The purpose of athletics certification is to ensure integrity in the institution’s athletics program and to assist institutions in improving their athletics departments. NCAA legislation mandating athletics certification was adopted in 1993.
The certification process, which involves a self-study led by an institution’s president or chancellor, includes a review of these primary components: governance and commitment to rules compliance; academic integrity; gender/diversity issues and student-athlete well-being.
A designation of certified means that an institution operates its athletics program in substantial conformity with operating principles adopted by the Division I membership.

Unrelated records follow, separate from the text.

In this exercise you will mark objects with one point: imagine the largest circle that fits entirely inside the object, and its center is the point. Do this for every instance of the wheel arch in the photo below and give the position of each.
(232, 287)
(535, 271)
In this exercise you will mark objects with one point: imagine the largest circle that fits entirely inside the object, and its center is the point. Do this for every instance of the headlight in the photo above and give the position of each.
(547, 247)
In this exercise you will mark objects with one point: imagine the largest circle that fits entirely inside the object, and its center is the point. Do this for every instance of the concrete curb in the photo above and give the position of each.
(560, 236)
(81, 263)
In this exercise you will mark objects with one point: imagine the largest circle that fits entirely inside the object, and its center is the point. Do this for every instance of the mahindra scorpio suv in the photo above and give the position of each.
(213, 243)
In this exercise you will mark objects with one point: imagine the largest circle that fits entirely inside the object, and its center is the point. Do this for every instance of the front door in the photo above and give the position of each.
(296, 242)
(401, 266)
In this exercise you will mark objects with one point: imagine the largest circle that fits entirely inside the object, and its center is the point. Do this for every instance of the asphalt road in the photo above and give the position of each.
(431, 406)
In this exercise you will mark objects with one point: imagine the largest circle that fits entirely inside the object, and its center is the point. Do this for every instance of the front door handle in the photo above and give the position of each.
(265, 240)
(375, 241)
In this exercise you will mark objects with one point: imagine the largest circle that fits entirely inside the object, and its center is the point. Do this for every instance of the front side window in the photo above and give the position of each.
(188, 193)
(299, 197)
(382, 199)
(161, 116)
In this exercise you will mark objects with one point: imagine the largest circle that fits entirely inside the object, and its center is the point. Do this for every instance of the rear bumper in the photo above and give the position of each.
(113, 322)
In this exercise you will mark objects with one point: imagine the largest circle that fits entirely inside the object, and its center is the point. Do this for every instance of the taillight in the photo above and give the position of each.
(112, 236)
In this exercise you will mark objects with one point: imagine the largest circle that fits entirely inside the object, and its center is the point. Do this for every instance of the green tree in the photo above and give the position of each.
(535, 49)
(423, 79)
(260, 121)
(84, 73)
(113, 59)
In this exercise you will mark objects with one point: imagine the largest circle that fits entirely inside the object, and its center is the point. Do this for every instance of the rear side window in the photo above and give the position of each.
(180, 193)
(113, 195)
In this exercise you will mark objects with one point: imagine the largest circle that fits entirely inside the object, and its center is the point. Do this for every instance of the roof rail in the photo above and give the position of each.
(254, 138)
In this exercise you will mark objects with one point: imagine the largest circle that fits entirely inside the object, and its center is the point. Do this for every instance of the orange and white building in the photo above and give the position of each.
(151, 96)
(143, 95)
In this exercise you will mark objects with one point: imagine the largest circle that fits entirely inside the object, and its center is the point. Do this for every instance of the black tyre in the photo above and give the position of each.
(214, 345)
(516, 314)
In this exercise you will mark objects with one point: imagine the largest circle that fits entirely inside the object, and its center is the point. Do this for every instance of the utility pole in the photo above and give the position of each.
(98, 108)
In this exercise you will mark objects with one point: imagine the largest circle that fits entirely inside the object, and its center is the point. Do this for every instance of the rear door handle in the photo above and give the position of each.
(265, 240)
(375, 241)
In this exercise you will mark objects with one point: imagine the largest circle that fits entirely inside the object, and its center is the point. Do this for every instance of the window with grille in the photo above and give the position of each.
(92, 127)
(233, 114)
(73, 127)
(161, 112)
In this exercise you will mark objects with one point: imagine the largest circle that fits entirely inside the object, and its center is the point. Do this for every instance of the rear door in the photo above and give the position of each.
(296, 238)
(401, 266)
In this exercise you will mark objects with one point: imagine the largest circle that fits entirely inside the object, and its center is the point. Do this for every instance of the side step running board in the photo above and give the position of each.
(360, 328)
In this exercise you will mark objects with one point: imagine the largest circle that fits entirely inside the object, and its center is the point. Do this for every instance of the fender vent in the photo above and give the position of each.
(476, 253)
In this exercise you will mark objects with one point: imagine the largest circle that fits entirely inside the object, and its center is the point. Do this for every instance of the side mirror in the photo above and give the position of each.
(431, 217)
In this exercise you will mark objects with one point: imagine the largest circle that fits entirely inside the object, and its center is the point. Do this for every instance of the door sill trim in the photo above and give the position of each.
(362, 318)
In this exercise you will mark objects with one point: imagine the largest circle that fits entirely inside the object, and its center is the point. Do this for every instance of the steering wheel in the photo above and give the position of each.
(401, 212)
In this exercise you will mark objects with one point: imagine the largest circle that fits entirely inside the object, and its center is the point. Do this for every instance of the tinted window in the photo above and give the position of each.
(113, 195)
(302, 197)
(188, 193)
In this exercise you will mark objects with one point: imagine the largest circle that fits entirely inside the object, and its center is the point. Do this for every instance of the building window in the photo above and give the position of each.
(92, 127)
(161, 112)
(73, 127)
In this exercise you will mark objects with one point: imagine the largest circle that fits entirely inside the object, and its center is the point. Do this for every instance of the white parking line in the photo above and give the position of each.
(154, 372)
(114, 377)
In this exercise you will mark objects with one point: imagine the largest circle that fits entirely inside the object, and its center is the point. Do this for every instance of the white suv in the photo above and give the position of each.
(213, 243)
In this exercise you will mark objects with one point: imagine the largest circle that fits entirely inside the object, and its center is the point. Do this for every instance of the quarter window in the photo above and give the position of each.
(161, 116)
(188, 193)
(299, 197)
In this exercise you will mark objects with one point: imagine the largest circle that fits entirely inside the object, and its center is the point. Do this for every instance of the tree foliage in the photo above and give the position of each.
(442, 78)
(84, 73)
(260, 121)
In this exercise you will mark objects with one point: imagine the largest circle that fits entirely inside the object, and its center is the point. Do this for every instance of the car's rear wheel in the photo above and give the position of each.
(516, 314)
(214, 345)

The second and third rounds of athletics certifications are being completed on a 10-year cycle rather than the five-year cycle used during the initial certification process. All 335 active Division I members participate in the certification process
The Division I Committee on Athletics Certification preliminarily reviews an institution’s certification materials and provides a list of issues identified during the evaluation. The University then hosts a visit by peer reviewers who file a report regarding the institution’s resolution of those issues before a final certification decision is rendered. An institution’s failure to satisfactorily respond to the committee may negatively impact certification status.
The certification process is separate from the NCAA’s enforcement program, which investigates allegations of rules violations by NCAA member institutions. A decision of certified does not exempt an institution from concurrent or subsequent enforcement proceedings.